Core API call: Initialize the SageMaker Estimator, which works as a client config and fetch remote computing resources on demand.

In [None]:
import time
from sagemaker.estimator import Estimator
from datetime import datetime

# Pre-built dockers: https://github.com/aws/deep-learning-containers/blob/master/available_images.md
image_uri = '763104351884.dkr.ecr.us-east-1.amazonaws.com/pytorch-training:2.0.0-gpu-py310-cu118-ubuntu20.04-sagemaker'

instance_count = 1
instance_type = 'ml.g5.2xlarge'

ts_str = str(datetime.now().strftime("%Y-%m-%d-%H-%M-%S"))
model_output_path = f's3://{sagemaker_default_bucket}/output-models/bloke-llama2-7b-qlora/{ts_str}/' 

environment = {
    # 'NODE_NUMBER':str(instance_count),
    'MODEL_S3_PATH': f's3://{sagemaker_default_bucket}/bloke-llama2-7b-fp16/*', # source model files
    'OUTPUT_MODEL_S3_PATH': model_output_path # destination
}

hyp_param = {
    'seed':99,
    'data_dir':'/opt/ml/code/alpaca_data.json', # use /opt/ml/input/data/trainabc if data source is s3
    'per_device_train_batch_size':1,
    'max_steps':20
}

estimator = Estimator(role=role,
                      entry_point='train.py',
                      source_dir='./src',
                      base_job_name='llama2-qlora-train',
                      instance_count=instance_count,
                      instance_type=instance_type,
                      image_uri=image_uri,
                      environment=environment,
                      hyperparameters=hyp_param,
                      max_run=2*24*3600, #任务最大存续时间，默认2day，需要提交ticket提升quota最大28天
                      keep_alive_period_in_seconds=3600, #warmpool，为下一次训练保持机器&镜像（滚动续期，最大1hour）；需要开quota。
                      disable_profiler=True,
                      debugger_hook_config=False)

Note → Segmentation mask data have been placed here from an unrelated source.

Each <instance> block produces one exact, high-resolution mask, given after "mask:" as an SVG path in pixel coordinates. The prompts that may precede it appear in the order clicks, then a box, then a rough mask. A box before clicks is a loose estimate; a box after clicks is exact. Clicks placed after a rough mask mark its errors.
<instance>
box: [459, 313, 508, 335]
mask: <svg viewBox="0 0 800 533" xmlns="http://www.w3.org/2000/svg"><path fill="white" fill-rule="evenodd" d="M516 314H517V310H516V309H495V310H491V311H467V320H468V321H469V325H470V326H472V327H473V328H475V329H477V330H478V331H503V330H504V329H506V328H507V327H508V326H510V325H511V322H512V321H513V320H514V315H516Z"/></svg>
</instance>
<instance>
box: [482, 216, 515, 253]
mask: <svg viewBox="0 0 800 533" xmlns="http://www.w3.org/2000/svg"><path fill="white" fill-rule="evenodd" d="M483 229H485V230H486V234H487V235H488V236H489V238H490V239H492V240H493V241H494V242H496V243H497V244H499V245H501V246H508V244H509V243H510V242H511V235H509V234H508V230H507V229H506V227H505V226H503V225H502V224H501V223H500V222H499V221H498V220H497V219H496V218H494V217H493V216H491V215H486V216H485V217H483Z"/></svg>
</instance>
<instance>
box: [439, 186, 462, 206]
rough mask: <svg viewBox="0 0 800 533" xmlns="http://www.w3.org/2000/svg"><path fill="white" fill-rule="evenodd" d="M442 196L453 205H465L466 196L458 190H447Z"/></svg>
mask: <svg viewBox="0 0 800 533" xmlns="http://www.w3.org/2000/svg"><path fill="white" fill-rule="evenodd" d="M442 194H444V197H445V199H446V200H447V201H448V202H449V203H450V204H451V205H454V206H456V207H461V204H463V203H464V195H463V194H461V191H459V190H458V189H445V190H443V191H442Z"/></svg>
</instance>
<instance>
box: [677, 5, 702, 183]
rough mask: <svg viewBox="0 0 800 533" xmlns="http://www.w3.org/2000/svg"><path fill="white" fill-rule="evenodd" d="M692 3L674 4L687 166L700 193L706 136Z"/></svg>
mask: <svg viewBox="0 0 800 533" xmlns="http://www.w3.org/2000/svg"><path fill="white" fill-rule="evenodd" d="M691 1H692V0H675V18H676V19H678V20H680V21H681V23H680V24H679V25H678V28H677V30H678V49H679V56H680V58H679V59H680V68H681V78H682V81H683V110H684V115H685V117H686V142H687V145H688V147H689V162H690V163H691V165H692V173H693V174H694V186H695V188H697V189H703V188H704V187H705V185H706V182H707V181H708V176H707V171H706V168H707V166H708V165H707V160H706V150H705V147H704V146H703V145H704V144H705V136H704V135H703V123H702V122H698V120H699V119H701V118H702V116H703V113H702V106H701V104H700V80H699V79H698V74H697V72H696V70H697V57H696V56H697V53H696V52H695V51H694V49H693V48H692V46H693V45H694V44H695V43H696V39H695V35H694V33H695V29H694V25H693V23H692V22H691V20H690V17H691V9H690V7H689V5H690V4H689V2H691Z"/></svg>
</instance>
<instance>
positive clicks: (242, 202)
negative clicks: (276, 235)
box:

Core API call: Trigger the actual training job configed above.

The S3 path of the training data can be passed in, and the corresponding path in the training docker image should also be adjusted (the ENV variable defined above).

In [None]:
# data in channel will be automatically copied to training node, e.g. /opt/ml/input/data/trainabc
# input_channel = {'trainabc': 's3://<s3_bucket>/datasets/cn_alpaca_jsonline_data/'}
# estimator.fit(input_channel)

estimator.fit()

After the training Job, we copy manually the S3 path where the tuned model is saved, will be used in model hosting process.

In [None]:
# Copy the model output path to LMI option.s3url
print('PATH for LMI inference option.s3url:')
print(model_output_path)

In [None]:
!aws s3 ls {model_output_path}